It may very well be a tight fit between the fog lights and if it does fit like it does in the pic -- the fog light brackets (which are integrated into the housing of the fog) will most certainly have to be modifed.
They are shaped like 'Y's on the fog lights, meaning three mounting points. Fairly sure it is the top that has the two points. 
here's the fogs:








The other challenge of the New Beetle front end is the upper intercooler pipe. It is completely different then GTI/Jetta upper pipes. 
Where our stock SMIC has the upper end tank (the outlet) going at a 45 degree angle up and towards the throttle body, the GTI/Jetta stock SMIC upper end tank has the outlet dumping directly perpendicular of the core (right towards the radiator). Our upper pipes also meander to try and wiggle their way into the engine compartment w/ more effort then the other MKIV's.








also note where the tow hook cover is currently on the p-shop. that works out to be under the height of the stock steel inner bumper IIRC. 
it certainly would look awesome!



_Modified by gt2437 at 2:07 AM 12-8-2004_


----------



## FastAndFurious (Feb 2, 2002)

*Re: EVO FMIC in NB? (gt2437)*

Looks like a clean setup if it comes out the way you have it pictured.
I don't know but I was never into the whole intercooler thing showing outside the bumper. On some cars it looks good, on NB's looks silly to me. If you must upgrade the intercooler, i would upgrade the side mount intercooler i forgot who makes one to avoid all the bumper cutting. And most likely you will have to lose the foglights and its another reason why I never got one either. 
good luck if you do end up getting it http://****************.com/smile/emthup.gif looks like a tight squeeze for what you want.
BTW. are you doing custom piping for it and who is doing this for you?


----------



## '02 Turbo S (Jan 23, 2003)

*Re: EVO FMIC in NB? (gt2437)*


_Quote, originally posted by *gt2437* »_The other challenge of the New Beetle front end is the upper intercooler pipe. It is completely different then GTI/Jetta upper pipes. 
Where our stock SMIC has the upper end tank (the outlet) going at a 45 degree angle up and towards the throttle body, the GTI/Jetta stock SMIC upper end tank has the outlet dumping directly perpendicular of the core (right towards the radiator). Our upper pipes also meander to try and wiggle their way into the engine compartment w/ more effort then the other MKIV's.








_Modified by gt2437 at 2:07 AM 12-8-2004_


I tried to mount a Forge SMIC and could not because of this. The top of the SMIC to the TB area is alot different than on a Golf. It's a shame that nobody really makes a FMIC for the TS. What about the ATP kit, would that work?

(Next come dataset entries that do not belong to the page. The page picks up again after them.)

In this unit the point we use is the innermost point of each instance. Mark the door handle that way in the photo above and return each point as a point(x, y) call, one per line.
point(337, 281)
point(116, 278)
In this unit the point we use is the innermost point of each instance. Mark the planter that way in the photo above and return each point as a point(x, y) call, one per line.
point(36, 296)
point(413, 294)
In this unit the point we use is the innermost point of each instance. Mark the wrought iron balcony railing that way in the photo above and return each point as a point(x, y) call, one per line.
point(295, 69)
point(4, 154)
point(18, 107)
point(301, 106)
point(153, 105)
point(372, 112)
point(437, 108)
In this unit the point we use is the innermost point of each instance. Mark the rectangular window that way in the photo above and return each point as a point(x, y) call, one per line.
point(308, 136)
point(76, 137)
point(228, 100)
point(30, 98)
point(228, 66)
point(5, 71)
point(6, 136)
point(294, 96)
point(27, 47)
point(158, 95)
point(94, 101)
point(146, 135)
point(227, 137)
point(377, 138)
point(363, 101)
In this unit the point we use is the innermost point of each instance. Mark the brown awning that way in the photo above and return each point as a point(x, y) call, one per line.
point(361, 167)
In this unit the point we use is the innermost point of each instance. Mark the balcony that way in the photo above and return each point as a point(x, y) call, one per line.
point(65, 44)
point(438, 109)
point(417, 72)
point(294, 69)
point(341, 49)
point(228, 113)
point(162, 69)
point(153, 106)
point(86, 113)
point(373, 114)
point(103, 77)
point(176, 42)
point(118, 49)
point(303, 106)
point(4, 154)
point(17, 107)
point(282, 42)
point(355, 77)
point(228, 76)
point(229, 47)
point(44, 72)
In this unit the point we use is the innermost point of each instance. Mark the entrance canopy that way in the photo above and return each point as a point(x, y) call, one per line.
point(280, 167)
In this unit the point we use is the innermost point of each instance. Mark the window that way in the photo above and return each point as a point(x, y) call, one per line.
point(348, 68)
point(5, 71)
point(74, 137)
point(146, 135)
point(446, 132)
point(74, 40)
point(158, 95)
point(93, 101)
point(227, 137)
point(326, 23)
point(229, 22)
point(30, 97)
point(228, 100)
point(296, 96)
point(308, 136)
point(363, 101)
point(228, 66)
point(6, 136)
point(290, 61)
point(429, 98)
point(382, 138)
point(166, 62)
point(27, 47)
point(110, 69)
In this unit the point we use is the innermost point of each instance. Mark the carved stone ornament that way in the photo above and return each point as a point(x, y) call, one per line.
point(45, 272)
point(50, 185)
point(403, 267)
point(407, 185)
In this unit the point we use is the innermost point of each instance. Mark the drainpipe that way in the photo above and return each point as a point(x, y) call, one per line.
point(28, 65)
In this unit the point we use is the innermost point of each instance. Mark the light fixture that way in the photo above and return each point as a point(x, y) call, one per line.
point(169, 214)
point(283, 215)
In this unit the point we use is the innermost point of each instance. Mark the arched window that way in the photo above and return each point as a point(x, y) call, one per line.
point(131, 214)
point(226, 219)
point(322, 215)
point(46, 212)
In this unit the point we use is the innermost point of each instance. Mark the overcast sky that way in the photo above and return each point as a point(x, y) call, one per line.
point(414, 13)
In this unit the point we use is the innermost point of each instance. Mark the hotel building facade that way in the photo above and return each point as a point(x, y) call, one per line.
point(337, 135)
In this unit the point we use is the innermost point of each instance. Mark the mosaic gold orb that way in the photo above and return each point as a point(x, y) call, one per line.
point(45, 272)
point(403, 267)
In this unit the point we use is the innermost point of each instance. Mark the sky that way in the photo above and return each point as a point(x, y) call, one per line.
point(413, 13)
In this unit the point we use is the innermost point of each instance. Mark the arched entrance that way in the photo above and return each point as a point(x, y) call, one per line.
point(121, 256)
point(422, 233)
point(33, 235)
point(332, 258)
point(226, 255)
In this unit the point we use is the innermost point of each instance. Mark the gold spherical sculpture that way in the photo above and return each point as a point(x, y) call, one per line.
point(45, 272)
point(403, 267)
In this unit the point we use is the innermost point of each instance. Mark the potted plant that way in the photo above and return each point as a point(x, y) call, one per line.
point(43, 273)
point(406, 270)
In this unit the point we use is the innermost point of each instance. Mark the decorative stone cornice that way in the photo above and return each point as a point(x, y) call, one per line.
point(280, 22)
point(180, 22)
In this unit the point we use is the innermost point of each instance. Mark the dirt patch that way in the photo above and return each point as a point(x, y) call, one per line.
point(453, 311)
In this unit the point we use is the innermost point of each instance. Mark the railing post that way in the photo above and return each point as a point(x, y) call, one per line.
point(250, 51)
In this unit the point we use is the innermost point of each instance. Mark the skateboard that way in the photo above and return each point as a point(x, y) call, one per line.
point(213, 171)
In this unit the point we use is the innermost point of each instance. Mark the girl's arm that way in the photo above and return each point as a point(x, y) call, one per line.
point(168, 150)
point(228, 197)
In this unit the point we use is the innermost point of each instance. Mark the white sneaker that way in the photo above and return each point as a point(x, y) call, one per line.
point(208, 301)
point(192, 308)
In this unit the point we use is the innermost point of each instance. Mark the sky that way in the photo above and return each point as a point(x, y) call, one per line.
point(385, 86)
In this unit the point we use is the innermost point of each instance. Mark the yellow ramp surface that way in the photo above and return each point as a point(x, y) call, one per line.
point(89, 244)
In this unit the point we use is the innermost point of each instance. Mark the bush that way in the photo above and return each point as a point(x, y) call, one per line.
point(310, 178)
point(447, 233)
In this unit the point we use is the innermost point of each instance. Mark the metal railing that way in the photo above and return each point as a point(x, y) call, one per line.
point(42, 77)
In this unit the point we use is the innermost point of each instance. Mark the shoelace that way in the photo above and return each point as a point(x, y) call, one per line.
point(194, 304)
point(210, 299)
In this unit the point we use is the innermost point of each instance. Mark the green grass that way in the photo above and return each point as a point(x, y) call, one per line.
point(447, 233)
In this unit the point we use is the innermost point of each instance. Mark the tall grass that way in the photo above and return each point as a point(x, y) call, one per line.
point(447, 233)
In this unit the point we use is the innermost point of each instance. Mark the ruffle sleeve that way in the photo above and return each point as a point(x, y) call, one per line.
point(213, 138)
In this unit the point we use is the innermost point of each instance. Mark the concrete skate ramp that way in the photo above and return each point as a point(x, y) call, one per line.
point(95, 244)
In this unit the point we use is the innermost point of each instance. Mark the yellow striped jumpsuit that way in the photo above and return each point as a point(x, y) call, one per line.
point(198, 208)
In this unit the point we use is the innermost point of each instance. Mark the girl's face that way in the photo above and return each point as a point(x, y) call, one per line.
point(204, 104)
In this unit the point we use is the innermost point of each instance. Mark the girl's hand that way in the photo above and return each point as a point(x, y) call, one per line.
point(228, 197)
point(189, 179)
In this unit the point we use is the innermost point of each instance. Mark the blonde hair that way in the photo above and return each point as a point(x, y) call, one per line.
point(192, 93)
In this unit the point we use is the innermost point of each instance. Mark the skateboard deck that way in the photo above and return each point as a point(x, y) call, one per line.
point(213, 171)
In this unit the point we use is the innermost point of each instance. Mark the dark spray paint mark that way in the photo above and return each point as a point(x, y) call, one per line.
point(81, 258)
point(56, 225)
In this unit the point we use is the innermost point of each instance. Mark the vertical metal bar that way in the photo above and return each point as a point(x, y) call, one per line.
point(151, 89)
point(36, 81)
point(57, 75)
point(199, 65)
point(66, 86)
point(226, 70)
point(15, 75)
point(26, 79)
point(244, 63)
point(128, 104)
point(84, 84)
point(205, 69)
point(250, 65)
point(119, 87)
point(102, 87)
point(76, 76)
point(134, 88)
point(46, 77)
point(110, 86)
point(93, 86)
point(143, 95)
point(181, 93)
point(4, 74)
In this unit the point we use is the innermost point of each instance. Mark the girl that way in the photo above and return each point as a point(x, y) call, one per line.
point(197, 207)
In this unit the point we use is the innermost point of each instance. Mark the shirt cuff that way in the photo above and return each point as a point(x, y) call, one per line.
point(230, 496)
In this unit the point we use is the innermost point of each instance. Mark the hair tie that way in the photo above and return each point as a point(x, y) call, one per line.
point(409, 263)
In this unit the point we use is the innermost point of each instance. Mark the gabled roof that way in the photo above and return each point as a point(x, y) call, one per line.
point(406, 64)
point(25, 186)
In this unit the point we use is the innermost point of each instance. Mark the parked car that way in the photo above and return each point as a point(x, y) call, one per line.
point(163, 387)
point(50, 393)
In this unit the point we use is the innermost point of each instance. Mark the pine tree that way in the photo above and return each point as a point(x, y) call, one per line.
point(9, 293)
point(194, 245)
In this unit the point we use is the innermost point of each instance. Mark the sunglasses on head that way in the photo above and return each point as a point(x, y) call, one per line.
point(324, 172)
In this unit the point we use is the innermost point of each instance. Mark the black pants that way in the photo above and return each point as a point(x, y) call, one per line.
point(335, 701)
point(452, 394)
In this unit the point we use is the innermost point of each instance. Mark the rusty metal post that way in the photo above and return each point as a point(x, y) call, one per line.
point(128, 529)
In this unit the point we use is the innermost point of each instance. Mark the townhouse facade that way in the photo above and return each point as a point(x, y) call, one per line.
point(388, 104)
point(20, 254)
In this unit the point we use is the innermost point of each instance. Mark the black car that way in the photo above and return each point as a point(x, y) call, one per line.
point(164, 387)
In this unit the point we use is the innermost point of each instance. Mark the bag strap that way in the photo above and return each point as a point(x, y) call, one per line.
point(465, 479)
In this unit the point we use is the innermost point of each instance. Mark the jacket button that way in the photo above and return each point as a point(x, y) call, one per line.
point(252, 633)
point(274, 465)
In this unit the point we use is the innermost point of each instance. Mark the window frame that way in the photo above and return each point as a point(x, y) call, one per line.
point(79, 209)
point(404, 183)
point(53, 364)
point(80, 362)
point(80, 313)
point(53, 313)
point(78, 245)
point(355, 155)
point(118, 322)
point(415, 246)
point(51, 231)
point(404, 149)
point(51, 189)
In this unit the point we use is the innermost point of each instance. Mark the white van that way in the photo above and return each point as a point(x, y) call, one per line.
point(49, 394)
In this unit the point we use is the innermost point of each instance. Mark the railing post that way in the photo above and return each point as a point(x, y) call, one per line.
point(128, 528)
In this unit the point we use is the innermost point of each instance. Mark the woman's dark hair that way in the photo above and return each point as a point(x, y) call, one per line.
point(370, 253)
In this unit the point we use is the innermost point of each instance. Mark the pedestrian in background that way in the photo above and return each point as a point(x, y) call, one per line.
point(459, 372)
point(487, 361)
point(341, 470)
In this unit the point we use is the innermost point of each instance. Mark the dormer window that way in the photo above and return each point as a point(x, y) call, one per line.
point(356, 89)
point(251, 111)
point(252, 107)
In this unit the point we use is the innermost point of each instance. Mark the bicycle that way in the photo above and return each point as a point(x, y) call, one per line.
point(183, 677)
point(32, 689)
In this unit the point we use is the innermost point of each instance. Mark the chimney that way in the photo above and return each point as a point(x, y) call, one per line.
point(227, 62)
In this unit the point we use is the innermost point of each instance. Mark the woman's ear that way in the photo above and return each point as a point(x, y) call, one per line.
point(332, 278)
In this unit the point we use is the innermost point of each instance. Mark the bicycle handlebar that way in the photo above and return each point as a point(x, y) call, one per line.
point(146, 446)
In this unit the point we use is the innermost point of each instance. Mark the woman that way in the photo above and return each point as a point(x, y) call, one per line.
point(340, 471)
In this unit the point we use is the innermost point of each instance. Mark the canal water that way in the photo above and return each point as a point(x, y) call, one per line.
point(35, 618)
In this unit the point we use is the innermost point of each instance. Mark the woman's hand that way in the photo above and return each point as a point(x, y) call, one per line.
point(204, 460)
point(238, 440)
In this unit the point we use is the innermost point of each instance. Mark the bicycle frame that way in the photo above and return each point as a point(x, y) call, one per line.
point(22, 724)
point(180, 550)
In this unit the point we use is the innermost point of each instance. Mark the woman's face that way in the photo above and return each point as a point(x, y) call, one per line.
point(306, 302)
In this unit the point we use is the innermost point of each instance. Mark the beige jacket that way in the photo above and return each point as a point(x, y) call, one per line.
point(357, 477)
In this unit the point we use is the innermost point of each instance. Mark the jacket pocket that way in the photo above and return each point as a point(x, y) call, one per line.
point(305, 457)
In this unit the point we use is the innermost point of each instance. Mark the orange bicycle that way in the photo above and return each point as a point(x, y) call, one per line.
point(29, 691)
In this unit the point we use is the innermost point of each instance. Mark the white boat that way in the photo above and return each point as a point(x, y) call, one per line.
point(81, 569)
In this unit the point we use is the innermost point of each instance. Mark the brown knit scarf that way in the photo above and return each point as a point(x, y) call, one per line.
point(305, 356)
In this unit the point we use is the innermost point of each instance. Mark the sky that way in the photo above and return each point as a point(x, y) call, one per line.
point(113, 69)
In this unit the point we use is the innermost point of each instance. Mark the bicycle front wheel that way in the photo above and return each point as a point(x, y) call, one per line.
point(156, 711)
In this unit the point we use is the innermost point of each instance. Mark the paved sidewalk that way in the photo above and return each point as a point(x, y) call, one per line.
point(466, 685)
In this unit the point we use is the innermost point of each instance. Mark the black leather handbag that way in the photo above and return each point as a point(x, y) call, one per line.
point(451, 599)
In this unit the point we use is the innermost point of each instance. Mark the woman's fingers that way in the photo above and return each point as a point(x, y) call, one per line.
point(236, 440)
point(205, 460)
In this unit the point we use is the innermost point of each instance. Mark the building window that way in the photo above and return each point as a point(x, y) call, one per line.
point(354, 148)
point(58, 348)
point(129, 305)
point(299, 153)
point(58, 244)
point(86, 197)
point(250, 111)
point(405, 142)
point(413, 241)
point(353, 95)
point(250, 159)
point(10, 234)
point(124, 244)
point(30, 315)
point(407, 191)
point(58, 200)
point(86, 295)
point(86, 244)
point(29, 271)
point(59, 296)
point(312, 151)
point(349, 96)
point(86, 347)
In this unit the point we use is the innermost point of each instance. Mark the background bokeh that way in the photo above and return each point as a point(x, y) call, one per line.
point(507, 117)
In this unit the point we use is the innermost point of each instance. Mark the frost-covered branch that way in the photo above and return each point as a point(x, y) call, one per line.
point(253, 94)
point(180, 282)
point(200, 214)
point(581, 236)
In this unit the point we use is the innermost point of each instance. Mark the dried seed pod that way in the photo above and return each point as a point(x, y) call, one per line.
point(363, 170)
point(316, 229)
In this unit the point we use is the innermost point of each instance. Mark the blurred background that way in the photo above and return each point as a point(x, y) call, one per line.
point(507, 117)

_Modified by '02 Turbo S at 8:16 AM 12-8-2004_


----------



## gt2437 (Jul 29, 2000)

*Re: EVO FMIC in NB? ('02 Turbo S)*


_Quote, originally posted by *’02 Turbo S* »_

I tried to mount a Forge SMIC and could not because of this. The top of the SMIC to the TB area is alot different than on a Golf. It's a shame that nobody really makes a FMIC for the TS. What about the ATP kit, would that work?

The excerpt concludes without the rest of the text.